The results of enzyme assays performed in the patients are summarized in Table 2. AK activity was about 25% to 30% of normal in both patients and intermediate in the parents of case 1. The other enzymatic activities were normal or slightly increased in relation to reticulocytosis.

View this table:
Table 2.

Red cell enzymes in the patients with AK deficiency

Genetic analysis

The sequence of complete erythrocyte AK-1 cDNA showed the presence of 2 different missense mutations in patient 1 in exon 4: one cDNA nucleotide 118G>A leading to a glycine (Gly) to arginine (Arg) change in amino acid (AA) 40, and the other cDNA nucleotide 190G>A changing AA 64 from Gly to Arg. When exon 4 of the DNA from the patient's parents was sequenced, the father was found to be a heterozygote G/A at nucleotide (nt) 118 and the mother G/A at nt 190. Patient 2 was homozygous for an in-frame deletion of nucleotides GAC in exon 6 causing a deletion of an aspartic acid (Asp) residue. This region consists of 2 consecutive GACs, so that the deletion is of either nt 498 to 500 or nt 501 to 503 causing a deletion of Asp 140 or 141.
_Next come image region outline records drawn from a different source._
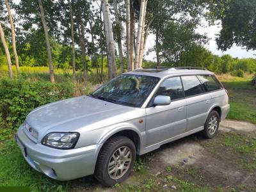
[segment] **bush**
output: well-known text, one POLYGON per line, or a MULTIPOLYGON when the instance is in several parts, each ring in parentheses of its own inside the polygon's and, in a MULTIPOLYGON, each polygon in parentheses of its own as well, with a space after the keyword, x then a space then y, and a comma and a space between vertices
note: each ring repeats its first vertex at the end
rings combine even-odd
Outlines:
POLYGON ((237 76, 239 77, 243 77, 244 76, 244 72, 241 69, 234 70, 231 72, 231 74, 234 76, 237 76))
POLYGON ((23 79, 0 80, 0 140, 16 131, 27 115, 40 106, 70 97, 71 83, 31 83, 23 79), (6 131, 8 130, 8 131, 6 131))

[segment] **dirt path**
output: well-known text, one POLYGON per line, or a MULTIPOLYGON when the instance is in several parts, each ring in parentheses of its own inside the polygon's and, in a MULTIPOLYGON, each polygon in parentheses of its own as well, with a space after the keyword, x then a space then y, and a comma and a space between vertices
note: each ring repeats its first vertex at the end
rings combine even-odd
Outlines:
POLYGON ((102 188, 90 176, 71 181, 70 190, 255 191, 255 125, 225 120, 214 139, 196 134, 143 156, 120 185, 102 188))

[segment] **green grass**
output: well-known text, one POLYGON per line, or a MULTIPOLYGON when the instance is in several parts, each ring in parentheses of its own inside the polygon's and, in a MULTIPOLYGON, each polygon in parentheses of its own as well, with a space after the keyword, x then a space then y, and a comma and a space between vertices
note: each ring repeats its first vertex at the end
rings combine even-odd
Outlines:
POLYGON ((256 124, 256 87, 250 83, 252 76, 223 74, 218 78, 228 92, 230 111, 227 118, 256 124))
POLYGON ((243 170, 250 172, 255 172, 256 138, 237 132, 224 133, 210 148, 217 151, 223 150, 223 148, 219 148, 218 146, 225 146, 227 155, 233 157, 232 161, 243 170))

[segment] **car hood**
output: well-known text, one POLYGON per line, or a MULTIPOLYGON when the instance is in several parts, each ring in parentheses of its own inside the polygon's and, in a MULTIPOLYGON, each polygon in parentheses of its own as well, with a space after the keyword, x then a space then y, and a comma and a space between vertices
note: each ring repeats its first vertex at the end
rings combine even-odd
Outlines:
MULTIPOLYGON (((36 108, 27 116, 26 122, 39 135, 49 129, 51 132, 74 131, 102 120, 131 112, 134 109, 88 96, 82 96, 36 108)), ((108 122, 115 123, 113 121, 108 122)))

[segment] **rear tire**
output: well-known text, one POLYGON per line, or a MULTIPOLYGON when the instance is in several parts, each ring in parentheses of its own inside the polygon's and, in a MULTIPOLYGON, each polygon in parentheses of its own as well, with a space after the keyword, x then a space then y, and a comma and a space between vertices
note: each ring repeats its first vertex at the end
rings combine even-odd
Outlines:
POLYGON ((94 176, 105 186, 121 182, 130 174, 135 157, 136 148, 130 139, 113 136, 100 149, 94 176))
POLYGON ((202 131, 204 136, 207 139, 212 139, 217 134, 220 124, 219 113, 212 110, 209 115, 204 124, 204 129, 202 131))

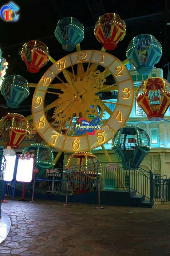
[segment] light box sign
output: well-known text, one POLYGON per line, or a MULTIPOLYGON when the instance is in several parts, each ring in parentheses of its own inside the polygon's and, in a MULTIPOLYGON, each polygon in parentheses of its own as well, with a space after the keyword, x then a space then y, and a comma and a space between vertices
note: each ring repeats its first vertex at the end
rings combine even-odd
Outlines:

Working model for human AK deficiency

The comparison of the AK structures from beef heart mitochondrial matrix bound to AMP and apoporcine cytosol reveals that significant rearrangements take place in the AMP binding domain upon AMP binding. This observation suggests that large movements are likely to occur during catalysis. We used the position of AMP from the beef structure and placed it in the porcine structure to create a working model for the substrate-bound human enzyme (Figure 2). The residue Gly40 is located at the AMP binding site and the residue Gly64 is in the vicinity of the AMP binding site. Replacement of the smallest amino acid Gly by Arg with a large side chain is likely to hinder AMP binding. Residue Asp140(141) is part of the connecting link between 2 helices, and its deletion may result in changes in shape and/or flexibility of enzyme structure.

Figure 2.

A stereoscopic view of a model for the human AK bound to the substrate AMP. The locations of the 3 mutations, 40, 64, and 140 (141), are indicated in red. The flexible loop containing residue 64 is shown in orange and AMP in blue. The N and C termini are labeled as N and C. The figure was produced using the program BOBSCRIPT.15


AK is present in red cells and muscle and exists as 3 different isozymes designated AK1, AK2-1, and AK2.16 Chronic hemolytic anemia associated with AK deficiency is a rare condition; only 9 unrelated families have been reported so far.1-9 AK deficiency is transmitted by autosomal recessive mode of inheritance and the heterozygous state is not accompanied by disease. Homozygotes or compound heterozygotes exhibit moderate to severe CNSHA with hemoglobin levels of 80 to 90 g/L. In some cases, splenectomy results in a complete remission of the hemolytic process.7 The first case of AK deficiency was described by Szeinberg et al1 in 2 offspring of second-cousin Arab parents with severe hemolytic anemia. In 1971, Boivin et al2 described mental retardation in a patient with severe red cell AK deficiency and hemolytic anemia. Although in this case the neurologic impairment was attributed to the forceps delivery and resuscitation at birth, mental retardation from mild to severe has been later reported in other patients with severe red cell AK deficiency.7-9 Since the AK1 isoenzyme is expressed in red cells and brain, it can be suggested that the mutation, especially in such cases of severe enzyme deficiency, may be accompanied by brain abnormalities. Conversely, patients with residual red cell AK activity that was only partially reduced (from 20% to 50% of normal) exhibit a mild to moderate hemolytic anemia but normal physical and mental development.5,6,8 The finding by Beutler et al4 of a child with total absence of RBC AK activity and no evidence of hemolysis or mental retardation raised a question regarding the cause-effect relationship between AK deficiency and hemolytic anemia. Some investigators suggested that the shortened survival of AK-deficient RBCs was caused, or at least enhanced, by the coexistence of defects of other enzymes such as phosphoribosyl pyrophosphate synthetase, pyruvate kinase, and AMP—guanosine triphosphate (GTP) phosphotransferase6; glucose-6-phosphate dehydrogenase (G6PD)1,7; or other unidentified factors.17 The most recently reported case by Bianchi et al9 of a nonsense mutation in 2 siblings with severe red cell AK deficiency and mental retardation fully explains the biochemical phenotype and definitely shows that AK gene inactivation causes a complete lack of AK. In fact, this is the most drastic molecular abnormality of the AK-1 gene so far reported, and its relationship with the lack of enzyme activity is unequivocal.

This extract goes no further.